Penyelenggaraan otonomi daerah juga dilaksanakan dengan prinsip-prinsip
demokrasi, peran serta masyarakat, pemerataan, keadilan, serta memperhatikan
keanekaragaman daerah.
Otonomi daerah sebagai wujud pelaksanaan asas
desentralisasi dalam penyelenggaraan pemerintah yang digulir oleh pemerintah
sebagai jawaban atas tuntutan masyarakat, pada hakekatnya merupakan penetapan
konsep teori areal division of power yang membagi kekuasaan negara
secara vertikal.
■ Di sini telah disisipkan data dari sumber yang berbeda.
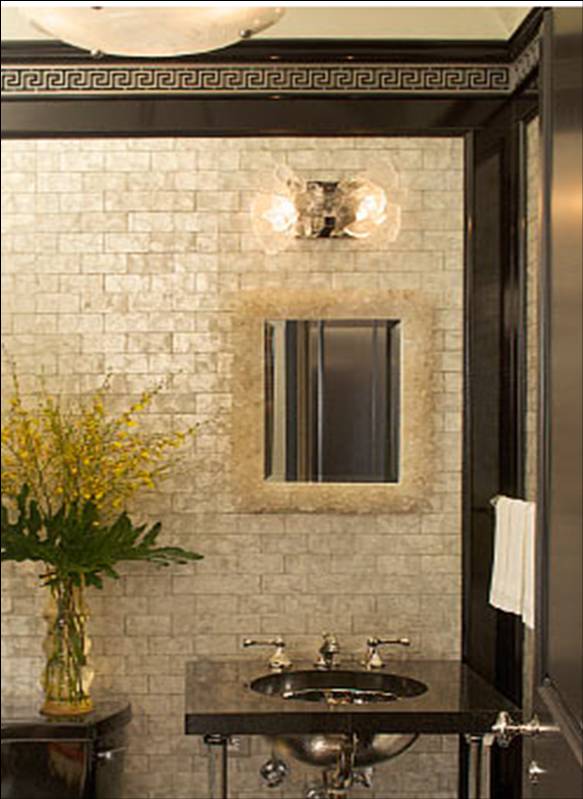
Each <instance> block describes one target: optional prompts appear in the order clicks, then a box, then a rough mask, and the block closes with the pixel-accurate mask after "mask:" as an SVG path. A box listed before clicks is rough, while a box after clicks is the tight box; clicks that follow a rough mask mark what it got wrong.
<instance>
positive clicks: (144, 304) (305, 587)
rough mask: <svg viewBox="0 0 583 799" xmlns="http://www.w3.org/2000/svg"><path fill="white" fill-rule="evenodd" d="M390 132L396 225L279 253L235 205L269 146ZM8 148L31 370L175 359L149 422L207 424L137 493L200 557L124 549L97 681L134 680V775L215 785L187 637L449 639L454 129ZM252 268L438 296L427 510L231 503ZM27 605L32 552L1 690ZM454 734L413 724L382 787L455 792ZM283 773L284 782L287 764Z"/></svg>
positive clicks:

Dalam konteks ini, kekuasaan terbagi antara pemerintah pusat
di satu pihak dan pemerintah daerah di lain pihak, yang secara legal
konstitusional tetap dalam kerangka Negara Kesatuan Republik Indonesia (NKRI).
Kondisi ini membawa implikasi terhadap perubahan paradigma pembangunan yang
dewasa ini diwarnai dengan isyarat globalisasi. Konsekuensinya, berbagai
kebijakan publik dalam kegiatan pemerintahan, pembangunan dan pelayanan publik
menjadi bagian dari dinamika yang harus direspon dalam kerangka proses
demokratisasi, pemberdayaan masyarakat dan kemandirian lokal. Harapan tersebut
muncul oleh karena kebijakan ini dipandang sebagai jalan baru untuk menciptakan
suatu tatanan yang lebih baik dalam sebuah skema good governance dengan segala
prinsip dasarnya.
Pasal 18 ayat (2) Undang-Undang Dasar Negara
Republik Indonesia Tahun 1945 mengatakan bahwa “Pemerintahan daerah provinsi,
daerah kabupaten, dan kota mengatur dan mengurus sendiri urusan pemerintahan menurut
asas otonomi dan tugas pembantuan”. Pasal ini mengatur dengan tegas bahwa
pemerintahan daerah mengatur dan mengurus sendiri urusan yang menjadi urusan
pemerintahannya menurut asas otonomi dan tugas pembantuan.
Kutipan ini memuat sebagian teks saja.